The hands of the clock kept turning backward, and I see galley slaves tugging at the oars, and conjecture that the mariner's compass is no longer known, for the boats stand close to the shore. We must be back to the time of the Phoenicians, several hundred years before the birth of Christ.

I now believe that the earth is flat, and that if I walk too far in one direction I shall fall into the abyss and never return. We all live in tents, like gypsies, and the people around are dark-skinned and their beast of burden is the camel; goats feed on the hills, palms wave near by, although I am sure I did not see them a moment ago.

"Master, do not fear; I will lead you back over the old trail," came the reassuring voice of my friend.

Before me like a dream rises Babylon, for seventeen centuries the Rome of the Asiatic world; and I see the barbarian hordes come down like wolves, sweeping away and breaking the great Hittite power.

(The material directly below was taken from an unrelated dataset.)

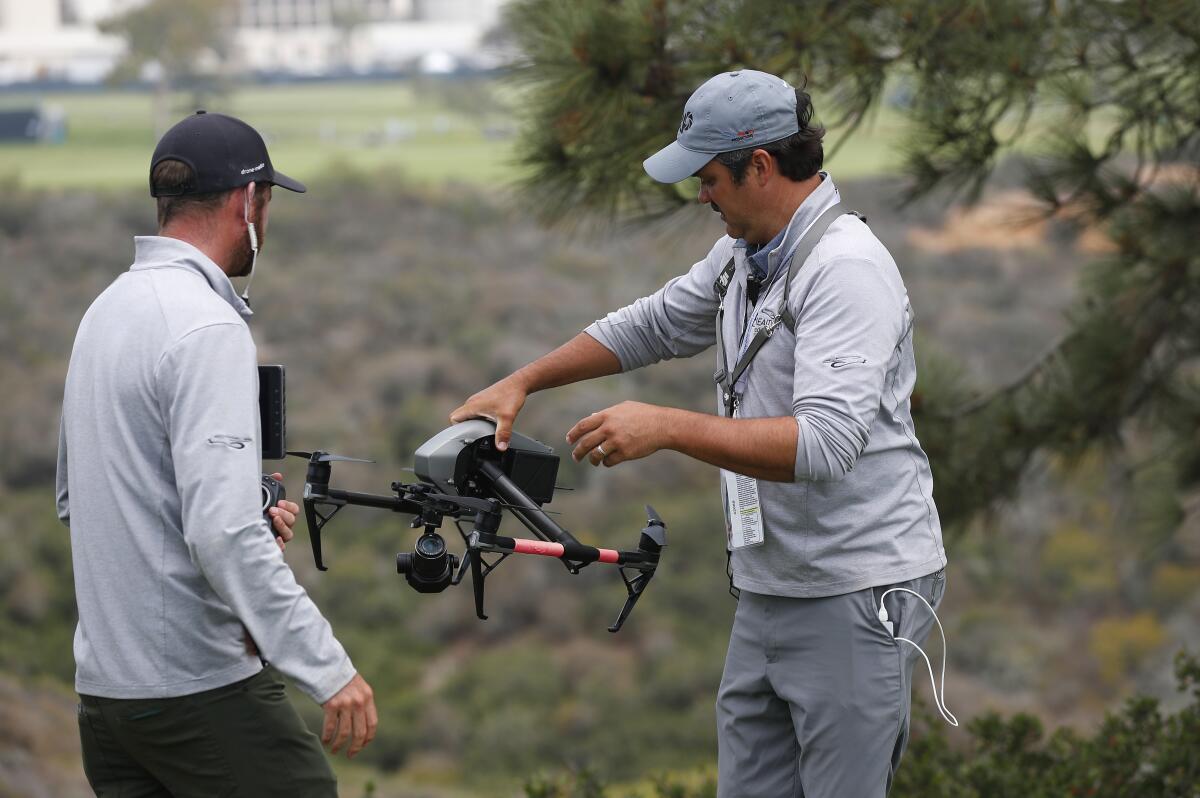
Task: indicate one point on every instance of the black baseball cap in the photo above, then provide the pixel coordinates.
(223, 151)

The dog leads on, here and there strikes a blind trail, but comes back; and before us is Assyria which, after a few moments of grandeur, vanishes in the common wreck, and with it pass those wonderful city builders from the Karan Valley, in Persia.

We see glimpses of their gods and temples, now lying in ruins around us; and the lonely owl hoots at the midnight moon.

We catch dissolving views of the Semitic invasions, in the midnight of time, from the Upper Euphrates; of Sargon, mightiest monarch of his day, a veritable King Charlemagne, as told in the library of old Nabondius.

Look again. The dog slowly leads along the blind trail. Nippur, the Holy City, passes like a dream; now it is a seaport, but in our later day a crumbling ruin, deep under the soil, and at least 125 miles inland. Such are the almighty changes of time.